If you have older annuities, you may have been offered a financial incentive in exchange your guaranteed income and death benefits. Don’t take the bait. Say “no” to annuity buybacks.

Understanding motivation is the key to understanding behavior. Say “no” to annuity buybacks.

Say “no” to annuity buybacks

Understanding motivation is key to understanding behavior. When you understand why a company is offering to buy back your lucrative annuity, you’ll understand why it’s probably a bad idea for you to take the offer.

Companies sold deferred variable annuities with generous guarantees in the late 1990s and early 2000s, when the stock market was rising and interest rates were higher. With their investments still battered by the 2008 market downturn, insurers are now looking to shed these guarantees from their books.

By offering you an apparently large payment, companies can avoid paying you more over time.
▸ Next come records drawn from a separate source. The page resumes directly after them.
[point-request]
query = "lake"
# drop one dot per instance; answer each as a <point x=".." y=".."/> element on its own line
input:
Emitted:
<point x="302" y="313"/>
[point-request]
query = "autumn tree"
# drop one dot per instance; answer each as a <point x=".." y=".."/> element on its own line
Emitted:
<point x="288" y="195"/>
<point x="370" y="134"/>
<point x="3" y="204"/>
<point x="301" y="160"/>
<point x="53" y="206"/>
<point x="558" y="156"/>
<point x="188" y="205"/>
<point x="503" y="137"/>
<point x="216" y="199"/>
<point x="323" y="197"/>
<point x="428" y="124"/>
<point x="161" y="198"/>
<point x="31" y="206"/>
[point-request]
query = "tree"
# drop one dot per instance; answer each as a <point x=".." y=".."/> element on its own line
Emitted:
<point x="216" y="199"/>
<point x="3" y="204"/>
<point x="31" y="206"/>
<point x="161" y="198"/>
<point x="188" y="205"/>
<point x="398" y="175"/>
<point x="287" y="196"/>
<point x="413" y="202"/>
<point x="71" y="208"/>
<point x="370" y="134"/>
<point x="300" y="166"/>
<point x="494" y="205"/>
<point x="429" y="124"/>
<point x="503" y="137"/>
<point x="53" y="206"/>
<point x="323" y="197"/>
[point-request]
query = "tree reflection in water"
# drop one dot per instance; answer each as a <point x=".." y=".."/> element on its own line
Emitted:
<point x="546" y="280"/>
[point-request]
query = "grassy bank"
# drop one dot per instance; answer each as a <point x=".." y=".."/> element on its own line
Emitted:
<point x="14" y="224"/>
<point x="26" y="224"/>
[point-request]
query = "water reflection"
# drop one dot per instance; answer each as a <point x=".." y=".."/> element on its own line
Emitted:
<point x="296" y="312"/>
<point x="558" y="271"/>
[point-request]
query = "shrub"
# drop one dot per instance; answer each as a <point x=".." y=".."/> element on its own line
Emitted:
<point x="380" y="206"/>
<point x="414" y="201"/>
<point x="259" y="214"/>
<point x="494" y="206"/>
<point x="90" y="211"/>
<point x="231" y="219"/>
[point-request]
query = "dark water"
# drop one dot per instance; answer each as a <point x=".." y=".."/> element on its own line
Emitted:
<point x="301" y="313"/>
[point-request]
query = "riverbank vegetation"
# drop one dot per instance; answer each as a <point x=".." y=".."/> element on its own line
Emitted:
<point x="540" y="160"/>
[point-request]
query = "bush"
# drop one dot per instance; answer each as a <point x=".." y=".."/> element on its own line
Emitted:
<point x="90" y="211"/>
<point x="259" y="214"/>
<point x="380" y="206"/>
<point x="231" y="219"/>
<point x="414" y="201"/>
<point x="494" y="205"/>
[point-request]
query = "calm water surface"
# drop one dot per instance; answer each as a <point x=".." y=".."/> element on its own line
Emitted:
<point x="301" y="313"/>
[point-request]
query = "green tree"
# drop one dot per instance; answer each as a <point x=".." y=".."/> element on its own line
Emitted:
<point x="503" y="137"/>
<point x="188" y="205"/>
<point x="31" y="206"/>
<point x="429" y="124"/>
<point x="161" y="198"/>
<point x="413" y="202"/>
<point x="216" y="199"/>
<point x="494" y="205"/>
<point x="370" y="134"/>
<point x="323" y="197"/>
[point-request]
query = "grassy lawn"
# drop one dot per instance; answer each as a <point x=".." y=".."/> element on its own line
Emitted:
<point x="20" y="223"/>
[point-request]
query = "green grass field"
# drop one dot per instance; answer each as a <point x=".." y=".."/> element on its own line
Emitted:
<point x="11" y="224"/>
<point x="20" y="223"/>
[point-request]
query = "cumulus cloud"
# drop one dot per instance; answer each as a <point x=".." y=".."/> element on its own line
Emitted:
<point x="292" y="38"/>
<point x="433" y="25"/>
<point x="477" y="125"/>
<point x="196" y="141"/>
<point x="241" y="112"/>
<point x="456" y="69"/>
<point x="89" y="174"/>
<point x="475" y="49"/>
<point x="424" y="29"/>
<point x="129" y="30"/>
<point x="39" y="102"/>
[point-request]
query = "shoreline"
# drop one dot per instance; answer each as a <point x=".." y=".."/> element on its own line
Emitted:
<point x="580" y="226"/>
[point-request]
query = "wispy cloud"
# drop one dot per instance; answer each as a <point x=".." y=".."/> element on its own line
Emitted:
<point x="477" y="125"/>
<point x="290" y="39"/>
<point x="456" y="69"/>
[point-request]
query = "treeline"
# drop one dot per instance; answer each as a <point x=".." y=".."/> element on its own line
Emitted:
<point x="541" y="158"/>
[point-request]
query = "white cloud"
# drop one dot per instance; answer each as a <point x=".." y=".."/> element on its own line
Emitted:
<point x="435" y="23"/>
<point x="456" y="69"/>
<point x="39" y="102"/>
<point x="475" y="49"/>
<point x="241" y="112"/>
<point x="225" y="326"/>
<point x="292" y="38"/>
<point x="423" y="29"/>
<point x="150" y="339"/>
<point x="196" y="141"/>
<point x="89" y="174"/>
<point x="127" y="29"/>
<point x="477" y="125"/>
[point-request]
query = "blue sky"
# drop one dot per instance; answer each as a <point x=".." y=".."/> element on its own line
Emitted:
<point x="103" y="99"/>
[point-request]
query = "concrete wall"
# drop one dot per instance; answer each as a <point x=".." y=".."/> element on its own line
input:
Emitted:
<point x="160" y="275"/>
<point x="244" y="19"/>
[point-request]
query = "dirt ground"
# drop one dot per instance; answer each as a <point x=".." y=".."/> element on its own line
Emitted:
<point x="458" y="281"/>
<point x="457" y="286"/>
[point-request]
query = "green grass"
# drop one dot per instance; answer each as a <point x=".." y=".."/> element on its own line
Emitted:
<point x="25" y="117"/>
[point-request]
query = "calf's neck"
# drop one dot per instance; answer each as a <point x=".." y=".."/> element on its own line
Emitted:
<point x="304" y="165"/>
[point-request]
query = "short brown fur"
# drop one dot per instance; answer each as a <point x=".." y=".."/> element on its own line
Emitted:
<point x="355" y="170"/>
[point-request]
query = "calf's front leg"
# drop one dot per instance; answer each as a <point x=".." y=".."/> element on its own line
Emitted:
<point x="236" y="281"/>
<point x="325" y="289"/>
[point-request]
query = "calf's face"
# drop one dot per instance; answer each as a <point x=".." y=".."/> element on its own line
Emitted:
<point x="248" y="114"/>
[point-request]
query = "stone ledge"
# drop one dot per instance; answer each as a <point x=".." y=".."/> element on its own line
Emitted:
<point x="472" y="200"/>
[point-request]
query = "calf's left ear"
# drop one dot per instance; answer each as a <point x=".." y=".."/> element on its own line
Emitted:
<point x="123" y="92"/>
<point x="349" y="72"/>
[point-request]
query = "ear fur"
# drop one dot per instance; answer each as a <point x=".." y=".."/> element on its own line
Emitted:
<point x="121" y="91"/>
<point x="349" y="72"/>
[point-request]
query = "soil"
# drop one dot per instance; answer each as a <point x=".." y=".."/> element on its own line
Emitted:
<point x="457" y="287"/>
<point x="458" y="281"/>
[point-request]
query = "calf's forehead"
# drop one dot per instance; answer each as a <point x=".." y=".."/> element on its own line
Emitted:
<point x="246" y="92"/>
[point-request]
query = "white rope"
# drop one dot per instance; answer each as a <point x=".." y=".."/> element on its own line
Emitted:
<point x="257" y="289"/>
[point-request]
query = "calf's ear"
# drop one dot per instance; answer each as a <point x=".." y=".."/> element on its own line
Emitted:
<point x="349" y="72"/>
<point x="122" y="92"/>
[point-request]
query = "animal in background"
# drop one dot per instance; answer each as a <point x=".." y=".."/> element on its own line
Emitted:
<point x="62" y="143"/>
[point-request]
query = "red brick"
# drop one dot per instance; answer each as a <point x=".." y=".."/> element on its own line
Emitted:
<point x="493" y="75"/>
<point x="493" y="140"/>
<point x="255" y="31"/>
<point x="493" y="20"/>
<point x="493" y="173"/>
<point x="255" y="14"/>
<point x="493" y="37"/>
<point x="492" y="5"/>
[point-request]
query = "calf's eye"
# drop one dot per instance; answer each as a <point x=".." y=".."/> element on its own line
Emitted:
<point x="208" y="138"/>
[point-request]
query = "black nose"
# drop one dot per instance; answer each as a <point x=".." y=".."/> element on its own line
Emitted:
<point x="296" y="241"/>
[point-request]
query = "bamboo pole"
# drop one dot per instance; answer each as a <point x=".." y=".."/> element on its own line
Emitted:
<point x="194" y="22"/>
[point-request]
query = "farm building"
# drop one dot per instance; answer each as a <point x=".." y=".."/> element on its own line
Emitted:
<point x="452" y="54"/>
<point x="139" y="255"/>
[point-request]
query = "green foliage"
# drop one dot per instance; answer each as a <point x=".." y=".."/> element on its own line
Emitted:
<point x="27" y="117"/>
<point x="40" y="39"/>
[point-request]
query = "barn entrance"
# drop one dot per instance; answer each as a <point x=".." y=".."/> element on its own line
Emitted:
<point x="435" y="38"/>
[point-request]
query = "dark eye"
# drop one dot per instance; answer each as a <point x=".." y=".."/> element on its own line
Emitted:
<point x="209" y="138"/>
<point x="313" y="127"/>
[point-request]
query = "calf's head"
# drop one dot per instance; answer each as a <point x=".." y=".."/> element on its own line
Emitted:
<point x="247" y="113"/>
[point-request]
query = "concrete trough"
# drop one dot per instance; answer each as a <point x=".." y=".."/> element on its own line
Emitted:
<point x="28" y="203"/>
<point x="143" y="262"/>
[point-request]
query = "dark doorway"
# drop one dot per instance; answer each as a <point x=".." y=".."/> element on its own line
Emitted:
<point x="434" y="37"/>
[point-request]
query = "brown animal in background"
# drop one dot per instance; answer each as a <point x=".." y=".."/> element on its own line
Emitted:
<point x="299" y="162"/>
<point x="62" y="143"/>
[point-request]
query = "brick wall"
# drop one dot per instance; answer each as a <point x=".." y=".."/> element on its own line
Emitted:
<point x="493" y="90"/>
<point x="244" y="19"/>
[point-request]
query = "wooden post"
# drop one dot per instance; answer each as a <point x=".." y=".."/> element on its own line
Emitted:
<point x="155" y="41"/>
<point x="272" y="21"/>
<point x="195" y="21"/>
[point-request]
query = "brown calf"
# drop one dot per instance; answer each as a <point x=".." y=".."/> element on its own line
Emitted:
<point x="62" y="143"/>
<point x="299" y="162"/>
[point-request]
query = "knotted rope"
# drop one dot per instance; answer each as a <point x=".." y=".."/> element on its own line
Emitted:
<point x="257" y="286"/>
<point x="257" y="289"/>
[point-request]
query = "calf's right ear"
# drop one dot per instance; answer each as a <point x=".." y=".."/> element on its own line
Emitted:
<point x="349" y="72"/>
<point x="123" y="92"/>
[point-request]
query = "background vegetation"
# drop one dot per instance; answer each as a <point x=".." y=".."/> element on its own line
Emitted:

Many of these older annuities base lifetime payouts and death benefits on the investor’s original investment plus annual returns of 5% and 6%—no matter what happens in the stock market. Several companies recently began offering annuity holders one-time payments to give up those guarantees, and other insurers are planning to do the same.

Rick Rodgers, a financial planner in Lancaster, Pa., says such annual returns are “difficult if not impossible to replicate in today’s low-interest-rate environment without taking risk.” If you expect to live at least 15 years, he says, the insurers’ offers “aren’t going to make up for the security the guaranteed contract offers.”

Rest assured that everybody’s out to make a buck, and if they can do it at your expense, they will. Just say “no” to annuity buybacks.